Some extra features?
What are your thoughts on join/leave subscriptions and allowing metadata with the registration?
Yes, I am working on these two, but do not have any specific timeframe yet.
Waiting for ForgETS as well :P, would be nice to try it, even if its not ready (if its planned to.be open source).
Better late than never.... pg monitoring (join/leave subscriptions) have been implemented ~October 2021 (and now available in OTP 25.1 and above). Of course, spg has it as well.
Metadata is a trickier question, I still don't have a performant enough implementation. But there is a solution for that, with full scope monitoring. Effectively we run a few more processes monitoring groups, and those processes attach necessary metadata.

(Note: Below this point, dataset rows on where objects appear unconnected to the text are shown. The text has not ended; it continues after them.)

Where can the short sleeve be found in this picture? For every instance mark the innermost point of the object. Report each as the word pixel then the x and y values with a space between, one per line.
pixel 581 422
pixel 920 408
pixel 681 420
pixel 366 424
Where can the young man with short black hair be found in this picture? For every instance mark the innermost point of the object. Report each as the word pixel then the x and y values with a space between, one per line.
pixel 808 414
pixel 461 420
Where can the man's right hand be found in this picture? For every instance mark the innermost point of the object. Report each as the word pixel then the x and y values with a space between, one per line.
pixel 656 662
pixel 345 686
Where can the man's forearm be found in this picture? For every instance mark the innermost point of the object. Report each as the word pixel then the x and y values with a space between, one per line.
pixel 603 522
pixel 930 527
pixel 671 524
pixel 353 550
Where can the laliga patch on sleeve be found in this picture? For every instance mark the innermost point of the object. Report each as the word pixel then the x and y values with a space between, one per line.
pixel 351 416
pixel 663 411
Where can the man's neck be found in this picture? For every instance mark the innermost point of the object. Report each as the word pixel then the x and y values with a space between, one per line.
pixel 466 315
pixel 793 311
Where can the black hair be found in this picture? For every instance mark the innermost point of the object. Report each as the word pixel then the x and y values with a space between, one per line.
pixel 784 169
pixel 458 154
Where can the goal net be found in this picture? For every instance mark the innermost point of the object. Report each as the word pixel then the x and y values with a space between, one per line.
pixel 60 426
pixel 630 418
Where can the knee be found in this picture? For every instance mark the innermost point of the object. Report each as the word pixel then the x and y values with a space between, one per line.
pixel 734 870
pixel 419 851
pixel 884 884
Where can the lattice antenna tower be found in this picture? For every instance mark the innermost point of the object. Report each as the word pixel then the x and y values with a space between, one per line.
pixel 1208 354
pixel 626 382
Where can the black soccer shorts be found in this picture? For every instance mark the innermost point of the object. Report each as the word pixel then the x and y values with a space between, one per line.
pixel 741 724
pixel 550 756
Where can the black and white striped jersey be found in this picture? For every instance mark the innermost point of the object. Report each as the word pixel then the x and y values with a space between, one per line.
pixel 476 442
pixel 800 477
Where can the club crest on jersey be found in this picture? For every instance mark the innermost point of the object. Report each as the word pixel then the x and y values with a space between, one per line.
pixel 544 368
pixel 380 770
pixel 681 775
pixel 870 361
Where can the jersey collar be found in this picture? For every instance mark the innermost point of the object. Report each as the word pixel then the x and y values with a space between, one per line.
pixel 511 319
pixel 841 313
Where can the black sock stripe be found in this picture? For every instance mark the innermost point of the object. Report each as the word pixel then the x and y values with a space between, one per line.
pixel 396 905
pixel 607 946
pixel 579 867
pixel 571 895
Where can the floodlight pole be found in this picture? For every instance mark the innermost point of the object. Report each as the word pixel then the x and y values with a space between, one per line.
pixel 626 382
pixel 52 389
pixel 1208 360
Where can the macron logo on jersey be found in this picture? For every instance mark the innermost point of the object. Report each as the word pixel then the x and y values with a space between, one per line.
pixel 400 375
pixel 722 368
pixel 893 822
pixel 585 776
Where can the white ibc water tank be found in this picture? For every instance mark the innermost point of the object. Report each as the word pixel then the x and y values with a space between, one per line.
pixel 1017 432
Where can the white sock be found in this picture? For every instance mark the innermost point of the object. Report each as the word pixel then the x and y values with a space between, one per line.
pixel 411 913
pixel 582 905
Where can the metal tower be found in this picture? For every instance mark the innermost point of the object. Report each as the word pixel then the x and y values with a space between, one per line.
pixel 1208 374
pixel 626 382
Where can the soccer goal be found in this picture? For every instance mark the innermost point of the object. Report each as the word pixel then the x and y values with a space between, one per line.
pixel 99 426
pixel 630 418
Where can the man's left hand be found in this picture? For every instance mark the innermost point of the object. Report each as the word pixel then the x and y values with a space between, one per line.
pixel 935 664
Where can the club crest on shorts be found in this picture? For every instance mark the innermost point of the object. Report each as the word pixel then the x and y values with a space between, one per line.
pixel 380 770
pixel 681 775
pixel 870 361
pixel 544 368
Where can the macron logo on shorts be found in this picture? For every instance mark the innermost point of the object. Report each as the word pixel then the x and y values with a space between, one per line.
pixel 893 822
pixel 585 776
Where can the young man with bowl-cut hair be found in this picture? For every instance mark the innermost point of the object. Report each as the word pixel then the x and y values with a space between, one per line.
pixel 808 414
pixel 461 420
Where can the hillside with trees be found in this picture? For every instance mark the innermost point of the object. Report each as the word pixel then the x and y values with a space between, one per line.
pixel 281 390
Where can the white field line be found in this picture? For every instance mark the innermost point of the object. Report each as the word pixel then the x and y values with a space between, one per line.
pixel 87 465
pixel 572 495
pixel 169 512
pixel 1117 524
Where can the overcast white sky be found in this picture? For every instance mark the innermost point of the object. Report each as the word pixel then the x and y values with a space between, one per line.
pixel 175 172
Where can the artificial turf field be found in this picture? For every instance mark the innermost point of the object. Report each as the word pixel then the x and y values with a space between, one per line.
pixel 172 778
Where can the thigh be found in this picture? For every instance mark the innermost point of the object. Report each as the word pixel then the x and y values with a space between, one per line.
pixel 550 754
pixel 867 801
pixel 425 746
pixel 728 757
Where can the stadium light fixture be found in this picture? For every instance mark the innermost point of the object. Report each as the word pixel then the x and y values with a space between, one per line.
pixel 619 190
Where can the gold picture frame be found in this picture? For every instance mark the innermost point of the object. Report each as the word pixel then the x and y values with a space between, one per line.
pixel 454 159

I used a hack for metadata where the scope was the metadata, and the query became a direct ETS lookup. I think it was mentioned on OTP issue tracker as well.
worker = :physical_node_X
:pg.join({PGInferenceWeight, worker.uuid, jobWeight}, self())
def inference_job_weight(worker_uuid) do
:ets.select(:pg, [{
{{PGInferenceWeight, worker_uuid, :"$1"},:"$2",:_},
[],
[{{:"$1", :"$2"}}]
}])
|> Enum.reduce(0, fn({weight, pids},acc)->
acc + weight*length(pids)
end)
end
Example is: We have a physical worker node that does AI inference, and it can run more than 1 inference in parallel. Because different types of inference take different amount of resources, and we know cost upfront, we assign weight to each. We can join PG group + query then sum the weights and if cum_weight >= 1 not queue further inferences on that node. If anything goes wrong like a client randomly drops, the inference request will autoleave the group and neatly adjust the cum_weights next time its queried. This leads to much cleaner looking (and less buggy/racy) code. In the super rare case there is a race (as there is no locks or sync primitives) we don't really care the node will simply get a bit overloaded for the next few seconds. So it becomes like best effort load balancing.
About ForgETS, we coded this up https://github.com/xenomorphtech/mnesia_kv. Its missing distributed functionality (so far company not fortunate enough to reach the scale needed) which ideally would be ~~C~~ A P, with the C handled by a group leader (if you want basic C you need to execute TX on the leader node).
We are using the same technique (encoding sharding/partitioning in the Group Name), but one thing that is missing from spg/pg is ETS table type. Right now it's hardcoded as a set, while it would be more performant to use ordered_set for faster selection in a consistent hash ring.
We are using the same technique (encoding sharding/partitioning in the Group Name), but one thing that is missing from
spg/pgis ETS table type. Right now it's hardcoded as aset, while it would be more performant to useordered_setfor faster selection in a consistent hash ring.
This would be nice to make it ordered_set, or allow user to configure it when they init pg.